3. The echo chamber argument is true to a certain extent and not in another. The attendance of the events I am involved in grows all the time and there’s roughly a 50% churn in attendees each time. So new people come, veterans come, and they all add what they feel comfortable with. There’s a lot of agreement, because it’s a self selecting group – and again, that’s fine. But it’s not true to say it is a load of continual back-slapping, because it isn’t. There is debate and disagreement – albeit very polite debate and disagreement.
4. I feel no responsibility for anyone else’s personal development. If you got nothing from an event, then that’s a shame, but at least you tried.
5. The best people to attend an event are those that attend the event. I don’t like the idea of trying to get specific groups along – it’s a melting pot of the enthusiastic, the curious and the weird.
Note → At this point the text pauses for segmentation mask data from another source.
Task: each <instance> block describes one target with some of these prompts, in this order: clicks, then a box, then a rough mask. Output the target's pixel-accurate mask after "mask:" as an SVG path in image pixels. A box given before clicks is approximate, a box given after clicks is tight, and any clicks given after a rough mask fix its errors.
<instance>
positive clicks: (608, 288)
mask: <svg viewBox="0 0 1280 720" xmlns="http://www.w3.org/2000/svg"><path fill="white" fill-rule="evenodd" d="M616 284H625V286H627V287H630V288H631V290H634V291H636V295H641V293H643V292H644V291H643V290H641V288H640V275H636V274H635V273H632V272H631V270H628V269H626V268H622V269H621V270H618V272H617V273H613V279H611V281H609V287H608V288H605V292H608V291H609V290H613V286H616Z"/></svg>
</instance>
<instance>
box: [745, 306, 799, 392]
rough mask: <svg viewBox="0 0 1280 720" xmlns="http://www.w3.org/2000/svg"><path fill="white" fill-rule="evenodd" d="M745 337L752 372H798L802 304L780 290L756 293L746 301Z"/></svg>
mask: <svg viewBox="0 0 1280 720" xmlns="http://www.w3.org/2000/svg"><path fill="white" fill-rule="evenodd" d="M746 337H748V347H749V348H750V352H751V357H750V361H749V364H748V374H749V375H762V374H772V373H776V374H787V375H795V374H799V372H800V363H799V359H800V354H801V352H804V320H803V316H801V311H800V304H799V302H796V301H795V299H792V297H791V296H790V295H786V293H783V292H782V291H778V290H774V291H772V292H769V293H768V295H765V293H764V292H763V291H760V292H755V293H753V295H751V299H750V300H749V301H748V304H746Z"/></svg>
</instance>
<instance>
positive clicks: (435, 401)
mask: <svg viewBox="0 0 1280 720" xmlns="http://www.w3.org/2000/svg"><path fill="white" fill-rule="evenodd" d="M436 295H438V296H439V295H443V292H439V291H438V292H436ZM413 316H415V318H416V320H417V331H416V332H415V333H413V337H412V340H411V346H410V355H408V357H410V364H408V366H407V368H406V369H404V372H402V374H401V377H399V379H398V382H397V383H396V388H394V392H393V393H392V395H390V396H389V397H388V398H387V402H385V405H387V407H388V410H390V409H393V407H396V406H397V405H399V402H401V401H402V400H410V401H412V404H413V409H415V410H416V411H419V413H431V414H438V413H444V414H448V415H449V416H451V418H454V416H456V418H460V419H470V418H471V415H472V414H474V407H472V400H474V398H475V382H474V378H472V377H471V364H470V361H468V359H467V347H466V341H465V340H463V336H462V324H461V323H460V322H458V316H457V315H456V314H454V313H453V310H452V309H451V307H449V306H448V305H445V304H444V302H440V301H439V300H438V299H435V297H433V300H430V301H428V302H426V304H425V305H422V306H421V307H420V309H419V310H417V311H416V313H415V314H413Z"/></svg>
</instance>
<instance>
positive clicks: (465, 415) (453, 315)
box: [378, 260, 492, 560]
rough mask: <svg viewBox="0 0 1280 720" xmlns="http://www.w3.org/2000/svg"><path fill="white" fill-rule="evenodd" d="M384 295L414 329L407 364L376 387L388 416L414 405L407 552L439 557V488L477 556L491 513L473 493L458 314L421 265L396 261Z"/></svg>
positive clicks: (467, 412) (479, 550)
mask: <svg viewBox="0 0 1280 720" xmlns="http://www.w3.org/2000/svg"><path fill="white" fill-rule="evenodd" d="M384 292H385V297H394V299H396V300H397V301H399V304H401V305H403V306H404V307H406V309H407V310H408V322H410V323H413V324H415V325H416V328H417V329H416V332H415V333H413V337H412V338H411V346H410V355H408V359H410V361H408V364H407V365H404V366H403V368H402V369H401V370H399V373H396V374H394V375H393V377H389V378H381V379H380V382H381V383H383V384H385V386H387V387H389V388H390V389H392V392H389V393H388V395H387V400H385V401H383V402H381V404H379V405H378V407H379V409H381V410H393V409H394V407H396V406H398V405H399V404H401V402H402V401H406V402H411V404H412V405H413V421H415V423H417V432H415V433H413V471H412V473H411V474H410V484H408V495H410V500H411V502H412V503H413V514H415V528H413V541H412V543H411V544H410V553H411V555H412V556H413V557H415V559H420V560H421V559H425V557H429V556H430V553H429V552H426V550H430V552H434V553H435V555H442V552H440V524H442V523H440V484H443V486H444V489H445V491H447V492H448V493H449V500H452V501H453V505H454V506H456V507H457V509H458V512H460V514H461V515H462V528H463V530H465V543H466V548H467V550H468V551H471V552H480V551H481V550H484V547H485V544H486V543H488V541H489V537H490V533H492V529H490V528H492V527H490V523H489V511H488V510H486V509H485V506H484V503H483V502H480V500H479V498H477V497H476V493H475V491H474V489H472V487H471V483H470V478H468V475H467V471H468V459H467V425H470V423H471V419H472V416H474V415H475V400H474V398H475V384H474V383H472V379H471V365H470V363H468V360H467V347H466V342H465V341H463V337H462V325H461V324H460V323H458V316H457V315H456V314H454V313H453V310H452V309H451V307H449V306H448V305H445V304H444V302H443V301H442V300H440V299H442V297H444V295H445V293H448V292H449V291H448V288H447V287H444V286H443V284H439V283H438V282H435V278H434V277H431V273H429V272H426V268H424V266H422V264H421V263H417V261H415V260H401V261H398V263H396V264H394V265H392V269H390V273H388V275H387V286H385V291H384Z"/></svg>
Let’s keep it that way.
6. What a good unconference is, at the end of the day, is a room full of interesting people. What people choose to do with within the time and space that they have chosen to be in is entirely up to them.
7. There are lots of ‘camp type events going on. I guess we will now when saturation happens because people will stop going. But of course nobody goes to all of these things (I hope!!) and it’s a case of picking and choosing the best ones for you. Nobody ought to feel under an obligation to attend (unless it’s the sort of thing like when you go to the pub with your mates, even though you really don’t feel like it, just in case you miss something).
8. Sponsors see value in these sorts of events, increasingly so. Also, they don’t ask for ROI, or direct sales, or access to budget holders. They come for two reasons, I think. First, it’s to get to talk to people they rarely get to talk to – often the people who actually use their products, or products like theirs. Second, they just want to support the sector, and a bit of the sector that feels dynamic and motivated.
9. If you feel you can do these events in a better way, that appeals to different people, or more people, then go for it! Steph might even let you have some money to make it happen.
10. It might be that nobody will want unconferences any more, which would be fine by me. They are a pig to sort out, and other than a bit of goodwill, aren’t terribly productive. But it seems to be that for the moment, there is plenty of demand and plenty more people who want to be involved, and plenty of interest in more specific, focus events.
Unconferences are an important part of the learning mix for any sector, but it’s important not to think of them as more than they are, nor to ascribe overly high expectations for what they might achieve.
By the way, UKGovCamp is back on 19th January 2013. See you there?